Namena Lala

Geography
- Location: Koro Sea South Pacific Ocean
- Coordinates: 17°06′36″S 179°06′00″E﻿ / ﻿17.11000°S 179.10000°E
- Archipelago: Vanua Levu Group
- Area: 4 km^{2} (1.5 sq mi)
- Highest elevation: 105 m (344 ft)

Administration
- Fiji
- Division: Northern Division
- Province: Bua
- District: Wainunu

= Namena Lala =

Volcanic islet in Fiji

Namena Lala (sometimes spelt Namenalala) is a volcanic islet in Fiji, an outlier to the northern island of Vanua Levu (off Wainunu Bay), 24 km away. Situated at 17.11° South and 179.10° East, it covers an area of 4 km2. Its maximum altitude is 105 m. The island is the site of the 0.44 km2 Namenalala Island resort and nature reserve.

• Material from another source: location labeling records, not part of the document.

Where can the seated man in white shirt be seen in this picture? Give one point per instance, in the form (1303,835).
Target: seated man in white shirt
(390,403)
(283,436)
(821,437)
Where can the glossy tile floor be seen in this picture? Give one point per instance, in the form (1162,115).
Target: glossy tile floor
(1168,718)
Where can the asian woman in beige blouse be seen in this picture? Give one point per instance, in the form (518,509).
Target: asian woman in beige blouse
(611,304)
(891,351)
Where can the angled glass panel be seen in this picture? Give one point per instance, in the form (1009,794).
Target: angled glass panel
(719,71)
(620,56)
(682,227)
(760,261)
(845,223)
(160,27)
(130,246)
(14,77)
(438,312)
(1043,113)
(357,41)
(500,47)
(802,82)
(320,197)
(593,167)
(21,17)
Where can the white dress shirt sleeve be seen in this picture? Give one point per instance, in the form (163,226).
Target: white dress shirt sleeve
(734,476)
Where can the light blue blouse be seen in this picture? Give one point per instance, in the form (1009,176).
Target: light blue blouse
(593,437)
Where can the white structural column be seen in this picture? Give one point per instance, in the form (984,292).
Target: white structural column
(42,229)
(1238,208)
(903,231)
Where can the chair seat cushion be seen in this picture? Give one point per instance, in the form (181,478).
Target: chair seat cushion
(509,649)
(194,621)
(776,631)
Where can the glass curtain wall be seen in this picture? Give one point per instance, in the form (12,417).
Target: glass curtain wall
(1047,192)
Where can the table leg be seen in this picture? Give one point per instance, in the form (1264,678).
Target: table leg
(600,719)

A 52 ha area of the island is the Namenalala Important Bird Area. It supports a population of vulnerable Shy Ground-dove. The sea bird nesting colony and beach forest of the island contribute to its national significance as outlined in Fiji's Biodiversity Strategy and Action Plan.

==Cyclone Winston==
In February 2016, tropical Cyclone Winston hit Namena and caused huge damage to the island and its reef. However, the reef had recovered itself in a couple of years time.